VR-VFL: Joint Rate and Client Selection for Vehicular Federated Learning Under Imperfect CSI

TL;DR

This paper introduces VR-VFL, a novel vehicular federated learning method that adaptively manages client selection and transmission rates under imperfect wireless conditions, significantly improving convergence speed.

Contribution

It presents a bi-objective optimization framework for dynamic rate and client selection, addressing mobility and wireless challenges in vehicular federated learning.

Findings

Achieves approximately 40% faster convergence than existing methods.

Effectively balances learning convergence and round completion time.

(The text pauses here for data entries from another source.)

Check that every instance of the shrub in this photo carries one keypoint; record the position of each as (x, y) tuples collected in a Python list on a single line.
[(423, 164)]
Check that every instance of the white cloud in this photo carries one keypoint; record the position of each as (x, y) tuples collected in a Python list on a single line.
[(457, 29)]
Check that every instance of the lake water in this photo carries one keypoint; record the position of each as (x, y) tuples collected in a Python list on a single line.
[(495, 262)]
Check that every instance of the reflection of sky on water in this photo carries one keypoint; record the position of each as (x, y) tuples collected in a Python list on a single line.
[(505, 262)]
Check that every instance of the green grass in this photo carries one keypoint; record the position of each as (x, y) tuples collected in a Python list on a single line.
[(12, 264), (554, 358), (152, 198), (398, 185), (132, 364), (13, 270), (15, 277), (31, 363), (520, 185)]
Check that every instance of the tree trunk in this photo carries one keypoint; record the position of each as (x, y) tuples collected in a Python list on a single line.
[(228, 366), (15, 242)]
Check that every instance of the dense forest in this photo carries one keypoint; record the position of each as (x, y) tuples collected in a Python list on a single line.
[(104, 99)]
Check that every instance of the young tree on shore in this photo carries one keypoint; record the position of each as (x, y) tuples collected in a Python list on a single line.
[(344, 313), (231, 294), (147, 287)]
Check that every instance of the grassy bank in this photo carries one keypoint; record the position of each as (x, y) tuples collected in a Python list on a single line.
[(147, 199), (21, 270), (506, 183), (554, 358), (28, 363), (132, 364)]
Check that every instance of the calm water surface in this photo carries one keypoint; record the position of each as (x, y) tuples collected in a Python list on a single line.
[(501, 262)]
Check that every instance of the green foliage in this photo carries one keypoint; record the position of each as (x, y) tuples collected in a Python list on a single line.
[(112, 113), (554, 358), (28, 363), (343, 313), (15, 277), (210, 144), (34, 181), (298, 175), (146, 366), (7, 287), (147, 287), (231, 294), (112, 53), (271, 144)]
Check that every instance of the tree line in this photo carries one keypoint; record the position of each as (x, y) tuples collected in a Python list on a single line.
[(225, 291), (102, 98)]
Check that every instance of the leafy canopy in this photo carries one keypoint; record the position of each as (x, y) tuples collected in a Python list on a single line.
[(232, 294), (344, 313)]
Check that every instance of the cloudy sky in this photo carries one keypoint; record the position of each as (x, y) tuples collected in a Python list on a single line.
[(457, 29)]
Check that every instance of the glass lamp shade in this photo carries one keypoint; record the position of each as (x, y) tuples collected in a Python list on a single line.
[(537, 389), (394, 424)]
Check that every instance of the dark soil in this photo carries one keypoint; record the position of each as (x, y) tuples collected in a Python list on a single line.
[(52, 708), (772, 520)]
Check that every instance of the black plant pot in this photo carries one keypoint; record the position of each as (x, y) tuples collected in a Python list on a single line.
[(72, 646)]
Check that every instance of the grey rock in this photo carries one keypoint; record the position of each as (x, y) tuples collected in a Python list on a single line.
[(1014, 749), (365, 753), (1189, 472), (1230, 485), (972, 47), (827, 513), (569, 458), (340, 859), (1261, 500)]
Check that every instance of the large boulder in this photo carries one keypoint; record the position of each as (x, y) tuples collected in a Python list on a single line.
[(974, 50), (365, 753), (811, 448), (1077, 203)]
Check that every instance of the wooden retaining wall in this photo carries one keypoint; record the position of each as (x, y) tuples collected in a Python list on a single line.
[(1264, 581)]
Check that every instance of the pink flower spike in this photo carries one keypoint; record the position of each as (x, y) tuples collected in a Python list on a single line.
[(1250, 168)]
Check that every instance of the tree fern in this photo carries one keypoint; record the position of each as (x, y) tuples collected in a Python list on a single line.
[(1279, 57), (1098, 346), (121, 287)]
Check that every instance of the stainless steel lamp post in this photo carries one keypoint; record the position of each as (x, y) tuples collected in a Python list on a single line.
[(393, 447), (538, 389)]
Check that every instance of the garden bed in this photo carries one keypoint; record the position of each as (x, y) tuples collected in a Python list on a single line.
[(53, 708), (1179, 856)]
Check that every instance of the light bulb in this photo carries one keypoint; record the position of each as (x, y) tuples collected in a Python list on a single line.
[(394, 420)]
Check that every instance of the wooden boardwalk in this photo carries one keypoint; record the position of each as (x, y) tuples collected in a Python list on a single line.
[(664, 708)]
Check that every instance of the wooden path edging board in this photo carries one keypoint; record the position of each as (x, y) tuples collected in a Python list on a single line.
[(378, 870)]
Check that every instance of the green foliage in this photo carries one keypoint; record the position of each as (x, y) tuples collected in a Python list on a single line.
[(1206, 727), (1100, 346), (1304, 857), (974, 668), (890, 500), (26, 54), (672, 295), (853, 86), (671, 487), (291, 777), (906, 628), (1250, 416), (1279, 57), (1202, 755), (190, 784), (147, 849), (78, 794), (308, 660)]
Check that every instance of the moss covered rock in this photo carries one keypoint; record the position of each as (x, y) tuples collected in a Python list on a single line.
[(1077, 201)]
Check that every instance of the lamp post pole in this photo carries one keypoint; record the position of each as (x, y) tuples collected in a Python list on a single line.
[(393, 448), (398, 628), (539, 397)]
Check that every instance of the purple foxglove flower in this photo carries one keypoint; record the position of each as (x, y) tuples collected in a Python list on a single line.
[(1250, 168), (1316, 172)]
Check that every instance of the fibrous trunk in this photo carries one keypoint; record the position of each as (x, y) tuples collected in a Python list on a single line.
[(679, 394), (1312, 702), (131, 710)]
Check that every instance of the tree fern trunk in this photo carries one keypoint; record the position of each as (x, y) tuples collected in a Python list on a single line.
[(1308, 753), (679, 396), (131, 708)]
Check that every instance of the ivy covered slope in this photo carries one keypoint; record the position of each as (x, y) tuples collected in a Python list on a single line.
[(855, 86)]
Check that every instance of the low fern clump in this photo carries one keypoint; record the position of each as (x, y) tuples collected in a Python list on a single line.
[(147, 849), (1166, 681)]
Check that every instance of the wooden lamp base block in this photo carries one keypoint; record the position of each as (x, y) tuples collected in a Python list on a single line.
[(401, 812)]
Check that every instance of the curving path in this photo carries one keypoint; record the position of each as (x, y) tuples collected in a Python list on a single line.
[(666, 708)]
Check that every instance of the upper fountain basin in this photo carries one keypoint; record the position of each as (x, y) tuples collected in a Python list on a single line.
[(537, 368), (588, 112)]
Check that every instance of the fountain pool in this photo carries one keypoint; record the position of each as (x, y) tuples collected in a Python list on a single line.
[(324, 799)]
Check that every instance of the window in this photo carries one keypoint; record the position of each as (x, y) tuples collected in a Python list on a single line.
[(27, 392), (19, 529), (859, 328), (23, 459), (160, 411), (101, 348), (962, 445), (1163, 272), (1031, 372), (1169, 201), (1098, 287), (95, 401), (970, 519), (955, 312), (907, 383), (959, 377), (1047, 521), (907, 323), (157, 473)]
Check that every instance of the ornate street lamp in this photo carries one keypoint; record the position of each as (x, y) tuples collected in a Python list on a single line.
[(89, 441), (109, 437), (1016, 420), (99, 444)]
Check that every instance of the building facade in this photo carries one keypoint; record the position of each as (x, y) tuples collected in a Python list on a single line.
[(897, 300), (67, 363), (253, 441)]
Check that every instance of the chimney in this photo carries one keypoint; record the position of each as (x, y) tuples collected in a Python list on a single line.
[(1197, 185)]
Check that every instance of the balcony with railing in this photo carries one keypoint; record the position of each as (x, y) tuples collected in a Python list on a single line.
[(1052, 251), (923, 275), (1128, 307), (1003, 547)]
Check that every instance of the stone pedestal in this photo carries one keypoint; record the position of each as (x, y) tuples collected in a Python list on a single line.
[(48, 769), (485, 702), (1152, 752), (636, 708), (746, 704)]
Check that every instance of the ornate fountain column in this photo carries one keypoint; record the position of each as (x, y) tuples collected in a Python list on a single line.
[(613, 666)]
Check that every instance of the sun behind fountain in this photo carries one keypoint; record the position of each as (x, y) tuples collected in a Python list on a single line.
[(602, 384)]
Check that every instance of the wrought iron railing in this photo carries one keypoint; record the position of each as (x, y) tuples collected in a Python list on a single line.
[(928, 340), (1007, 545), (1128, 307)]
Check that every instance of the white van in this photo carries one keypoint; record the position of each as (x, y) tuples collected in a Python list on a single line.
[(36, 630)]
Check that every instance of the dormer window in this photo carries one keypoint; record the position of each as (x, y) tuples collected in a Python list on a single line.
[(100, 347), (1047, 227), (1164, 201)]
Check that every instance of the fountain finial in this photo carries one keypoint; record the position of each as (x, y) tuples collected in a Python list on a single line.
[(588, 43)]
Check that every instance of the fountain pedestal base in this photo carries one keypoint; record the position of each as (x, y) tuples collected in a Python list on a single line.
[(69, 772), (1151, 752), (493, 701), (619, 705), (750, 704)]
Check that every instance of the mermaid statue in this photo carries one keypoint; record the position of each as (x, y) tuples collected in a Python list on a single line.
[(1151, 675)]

Handles imperfect channel state information in vehicular networks.

Abstract

Federated learning in vehicular edge networks faces major challenges in efficient resource allocation, largely due to high vehicle mobility and the presence of imperfect channel state information. Many existing methods oversimplify these realities, often assuming fixed communication rounds or ideal channel conditions, which limits their effectiveness in real-world scenarios. To address this, we propose variable rate vehicular federated learning (VR-VFL), a novel federated learning method designed specifically for vehicular networks under imperfect channel state information. VR-VFL combines dynamic client selection with adaptive transmission rate selection, while also allowing round times to flex in response to changing wireless conditions. At its core, VR-VFL is built on a bi-objective optimization framework that strikes a balance between improving learning convergence and minimizing the time required to complete each round. By accounting for both the challenges of mobility and realistic wireless constraints, VR-VFL offers a more practical and efficient approach to federated learning in vehicular edge networks. Simulation results show that the proposed VR-VFL scheme achieves convergence approximately 40% faster than other methods in the literature.